The focus of the authors’ research is the application of a corporate finance template in which firms must optimally choose between the amount of cash they invest and the amount they retain as a buffer for liquidity purposes. This process entails striking a balance between the opportunity costs of any forgone investments and the explicit interest rate costs embodied in credit spreads. The authors assert several hypotheses based on their model in order to explore this delicate interaction.
They begin by replicating previous studies that controlled for firm-specific risk attributes, and they make two discoveries that are both noteworthy and contradictory. First, they find that a standard deviation increase of 1 in the cash-to-assets ratio is associated with a 20 bp increase in credit spreads. Second, when testing such default-predicting models as Altman’s Z-score, they find that in the short term, increased liquidity is associated with reduced probability of default. For periods longer than one year, the reverse is true. This counterintuitive outcome is a result of firms’ precautionary motive for increasing cash in the face of increased risk.
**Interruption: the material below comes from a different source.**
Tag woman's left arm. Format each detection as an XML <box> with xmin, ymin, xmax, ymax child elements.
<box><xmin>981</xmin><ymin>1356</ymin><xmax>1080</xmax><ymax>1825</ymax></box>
For example, if higher risk is defined as an expectation of lower cash flows, firms that must make debt payments will reallocate capital from investments to cash to reduce the risk of not having the cash for the debt payment. The direct effect of a firm’s higher risk supersedes the indirect effect of a firm’s internal policy that increases its cash holdings as a safety measure, as long as there are sufficient restrictions on obtaining external financing.
For variations in cash holdings unrelated to changes in risk factors, the authors’ model calculates the expected negative association between variations in cash and credit spreads.
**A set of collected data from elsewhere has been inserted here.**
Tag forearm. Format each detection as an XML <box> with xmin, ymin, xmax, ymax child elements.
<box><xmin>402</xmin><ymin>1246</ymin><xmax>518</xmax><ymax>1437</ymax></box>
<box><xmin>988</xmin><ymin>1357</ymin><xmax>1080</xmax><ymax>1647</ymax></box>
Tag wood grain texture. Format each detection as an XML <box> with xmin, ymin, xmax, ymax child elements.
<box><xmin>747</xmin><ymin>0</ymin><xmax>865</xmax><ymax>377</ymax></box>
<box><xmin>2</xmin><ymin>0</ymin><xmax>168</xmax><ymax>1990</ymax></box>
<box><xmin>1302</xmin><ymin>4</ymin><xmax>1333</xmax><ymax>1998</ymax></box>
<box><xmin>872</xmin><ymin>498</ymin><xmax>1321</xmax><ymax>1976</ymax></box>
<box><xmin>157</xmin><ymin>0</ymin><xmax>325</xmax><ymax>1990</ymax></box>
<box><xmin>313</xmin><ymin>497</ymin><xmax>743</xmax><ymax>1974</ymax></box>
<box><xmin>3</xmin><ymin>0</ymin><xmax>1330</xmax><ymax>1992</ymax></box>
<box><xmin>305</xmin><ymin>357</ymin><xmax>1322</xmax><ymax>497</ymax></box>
Finally, when studying the association between increased liquidity and the probability of default, the authors clarify that there is a negative correlation over the short term and a positive correlation over the long term.
How Did the Authors Conduct This Research?
The authors’ focus is on the credit spreads and default probabilities of nonfinancial U.S. firms that had at least one public bond outstanding from December 1996 to September 2010. They obtain bond information from the Fixed Income Securities Database provided by Mergent, default data from Moody’s Default & Recovery Database, financial data from Compustat, executive compensation data from ExecuComp, and expected default probability estimates from Moody’s/KMV. Bond prices used to calculate yield spreads are gathered from the Merrill Lynch U.S. Investment Grade Index and the High Yield Master II Index. After the authors ensure that the bond spreads are uncontaminated, the sample includes 530 firms, 35,206 firm months, and 103,691 bond-month observations with which to calculate bond spreads.
The sample’s credit spreads have a mean of 224 bps and a median of 153 bps. Not surprisingly, the spreads increase with maturity and credit rating. Noteworthy in this regard is the fact that the average BB spread of 361 bps is nearly twice that for BBB bonds (196 bps).
Balance sheet liquidity is represented by the ratios of cash to assets, working capital to total assets, current assets to current liabilities, and current assets less inventories to current liabilities. When cash holdings by credit rating are graphed, a U-shaped pattern emerges: The highest- and lowest-rated firms have the highest cash holdings. When the authors test if this same relationship is present for all (i.e., public and nonpublic) U.S. nonfinancial bond issuers in the Compustat database, the U-shaped pattern reappears.
For credit analysts, the authors uncover several subtle relationships that will be helpful when analyzing companies’ credit risk. Namely, the limitations of standard methodologies in capturing the long-term effects of balance sheet liquidity on the probability of default and the distinction between the direct and indirect relationship between cash and spreads will advance the analysis. I also find it telling that despite all the industry clamor to streamline the role of credit rating agencies, the authors still find that investors attach meaningful significance to their opinions.